Debt and Equity Financing
Autor: nail • December 1, 2018 • Essay • 477 Words (2 Pages) • 585 Views
Debt and equity financing are 2 main options for small businesses to raise money for new projects. Equity financing is selling some percentage of your business to third party to raise money. Equity financing is good especially at the beginning of the business when you need money and don’t have too much options to raise money. And also when the business or new project is too risky equity financing will be better way to finance project. Because if company goes to bankruptcy, equity holders are the last ones to get money. Companies raise funds through debt financing by selling bonds, bills or notes. The amount of the borrowed money has a due date that company has to pay it back. The cost of the equity is dividend payment to shareholders, whereas cost of debt is interest payments. Both methods have its positive and negative sides.

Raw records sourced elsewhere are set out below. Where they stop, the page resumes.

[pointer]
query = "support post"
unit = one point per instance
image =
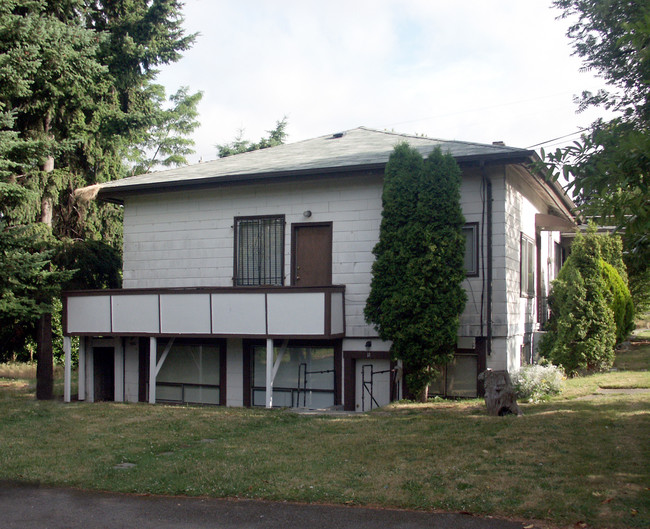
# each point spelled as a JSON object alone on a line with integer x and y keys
{"x": 269, "y": 372}
{"x": 67, "y": 349}
{"x": 82, "y": 368}
{"x": 90, "y": 373}
{"x": 118, "y": 347}
{"x": 153, "y": 344}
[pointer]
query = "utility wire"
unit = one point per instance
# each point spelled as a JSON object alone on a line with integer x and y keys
{"x": 580, "y": 131}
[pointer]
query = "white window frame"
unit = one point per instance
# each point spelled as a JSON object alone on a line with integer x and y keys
{"x": 470, "y": 231}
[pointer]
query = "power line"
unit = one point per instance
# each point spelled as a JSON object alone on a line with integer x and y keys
{"x": 580, "y": 131}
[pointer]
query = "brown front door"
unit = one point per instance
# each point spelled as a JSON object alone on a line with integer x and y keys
{"x": 311, "y": 255}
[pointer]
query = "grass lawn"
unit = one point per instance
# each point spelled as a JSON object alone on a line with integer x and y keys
{"x": 581, "y": 457}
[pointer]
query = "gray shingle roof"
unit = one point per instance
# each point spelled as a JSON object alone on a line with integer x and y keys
{"x": 354, "y": 149}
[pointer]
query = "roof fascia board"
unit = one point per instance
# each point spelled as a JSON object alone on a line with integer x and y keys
{"x": 118, "y": 194}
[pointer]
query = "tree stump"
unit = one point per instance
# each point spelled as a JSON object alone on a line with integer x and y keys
{"x": 500, "y": 396}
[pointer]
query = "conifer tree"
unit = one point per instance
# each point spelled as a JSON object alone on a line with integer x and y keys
{"x": 78, "y": 94}
{"x": 416, "y": 295}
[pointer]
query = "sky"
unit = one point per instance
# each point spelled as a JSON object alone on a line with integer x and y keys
{"x": 471, "y": 70}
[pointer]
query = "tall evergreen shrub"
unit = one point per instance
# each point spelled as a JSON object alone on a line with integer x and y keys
{"x": 416, "y": 295}
{"x": 582, "y": 330}
{"x": 619, "y": 300}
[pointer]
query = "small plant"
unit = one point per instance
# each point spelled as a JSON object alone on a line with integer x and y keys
{"x": 538, "y": 382}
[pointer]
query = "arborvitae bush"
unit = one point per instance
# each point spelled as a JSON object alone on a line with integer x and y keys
{"x": 619, "y": 300}
{"x": 582, "y": 330}
{"x": 416, "y": 295}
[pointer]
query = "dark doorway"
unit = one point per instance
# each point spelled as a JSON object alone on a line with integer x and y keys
{"x": 104, "y": 373}
{"x": 311, "y": 246}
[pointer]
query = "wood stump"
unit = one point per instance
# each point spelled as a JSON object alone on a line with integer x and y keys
{"x": 500, "y": 397}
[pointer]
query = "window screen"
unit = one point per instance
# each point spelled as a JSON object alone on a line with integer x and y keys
{"x": 259, "y": 250}
{"x": 527, "y": 267}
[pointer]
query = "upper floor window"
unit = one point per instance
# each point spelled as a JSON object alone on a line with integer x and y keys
{"x": 259, "y": 250}
{"x": 470, "y": 231}
{"x": 527, "y": 266}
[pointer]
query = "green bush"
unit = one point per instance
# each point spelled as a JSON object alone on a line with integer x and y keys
{"x": 619, "y": 300}
{"x": 538, "y": 382}
{"x": 416, "y": 294}
{"x": 582, "y": 331}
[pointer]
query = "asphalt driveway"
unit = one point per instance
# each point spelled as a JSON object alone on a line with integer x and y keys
{"x": 29, "y": 506}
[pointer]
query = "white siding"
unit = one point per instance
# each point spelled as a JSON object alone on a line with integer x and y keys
{"x": 186, "y": 239}
{"x": 521, "y": 204}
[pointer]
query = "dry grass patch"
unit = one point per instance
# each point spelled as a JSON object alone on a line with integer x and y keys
{"x": 564, "y": 461}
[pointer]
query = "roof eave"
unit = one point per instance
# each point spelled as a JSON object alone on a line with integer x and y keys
{"x": 117, "y": 195}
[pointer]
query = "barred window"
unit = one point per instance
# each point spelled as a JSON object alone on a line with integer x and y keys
{"x": 259, "y": 250}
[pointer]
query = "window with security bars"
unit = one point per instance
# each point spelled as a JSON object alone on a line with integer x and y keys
{"x": 259, "y": 250}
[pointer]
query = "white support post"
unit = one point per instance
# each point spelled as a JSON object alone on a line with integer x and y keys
{"x": 90, "y": 373}
{"x": 163, "y": 357}
{"x": 269, "y": 372}
{"x": 153, "y": 344}
{"x": 67, "y": 349}
{"x": 118, "y": 347}
{"x": 82, "y": 368}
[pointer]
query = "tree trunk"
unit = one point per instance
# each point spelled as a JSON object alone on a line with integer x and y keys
{"x": 500, "y": 398}
{"x": 44, "y": 361}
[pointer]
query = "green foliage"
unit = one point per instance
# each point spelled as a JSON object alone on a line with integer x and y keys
{"x": 582, "y": 331}
{"x": 619, "y": 300}
{"x": 277, "y": 136}
{"x": 416, "y": 295}
{"x": 538, "y": 382}
{"x": 167, "y": 137}
{"x": 28, "y": 283}
{"x": 77, "y": 98}
{"x": 609, "y": 168}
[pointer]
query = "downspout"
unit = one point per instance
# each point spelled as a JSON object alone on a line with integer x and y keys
{"x": 488, "y": 198}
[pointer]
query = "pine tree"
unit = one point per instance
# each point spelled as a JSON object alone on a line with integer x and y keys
{"x": 582, "y": 330}
{"x": 416, "y": 295}
{"x": 77, "y": 94}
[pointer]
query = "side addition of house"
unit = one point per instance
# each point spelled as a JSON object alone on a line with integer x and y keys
{"x": 245, "y": 278}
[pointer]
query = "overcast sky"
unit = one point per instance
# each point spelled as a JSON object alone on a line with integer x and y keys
{"x": 472, "y": 70}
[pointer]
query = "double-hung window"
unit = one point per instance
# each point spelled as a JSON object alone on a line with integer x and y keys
{"x": 527, "y": 270}
{"x": 259, "y": 250}
{"x": 470, "y": 232}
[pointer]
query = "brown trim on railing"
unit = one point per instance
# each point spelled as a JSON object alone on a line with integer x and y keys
{"x": 270, "y": 289}
{"x": 327, "y": 292}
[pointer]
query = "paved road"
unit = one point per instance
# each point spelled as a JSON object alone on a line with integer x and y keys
{"x": 24, "y": 506}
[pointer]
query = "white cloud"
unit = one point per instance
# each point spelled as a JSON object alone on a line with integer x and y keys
{"x": 472, "y": 69}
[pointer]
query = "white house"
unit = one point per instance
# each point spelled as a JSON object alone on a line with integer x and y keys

The biggest advantage of equity financing is that company may save more amount than debt financing. Because it doesn’t have to pay interest for that. Moreover, with right investors company may grow even rapidly to reach top levels. And just in case if company fails, owners don’t have to pay to back investments. Negative side of this method is that investors will have some part of your business, and every time before making a decision you will have to talk to them. Furthermore, it takes a bit more to find investors with this method.
Unlike equity financing, in debt financing as an owner you have full rights over the investments. So you can spend that raised money as you wish without consulting to investors. Business size doesn’t matter for debt financing. It is available to any type of business size. Interest charges are tax free and you are only required to pay back your loan without sharing any profits of your company. Even if debt financing is available to all businesses, credit score and financial situation of company decided the amount of debt they can get. And if company fails to repay its loan business assets can be seized.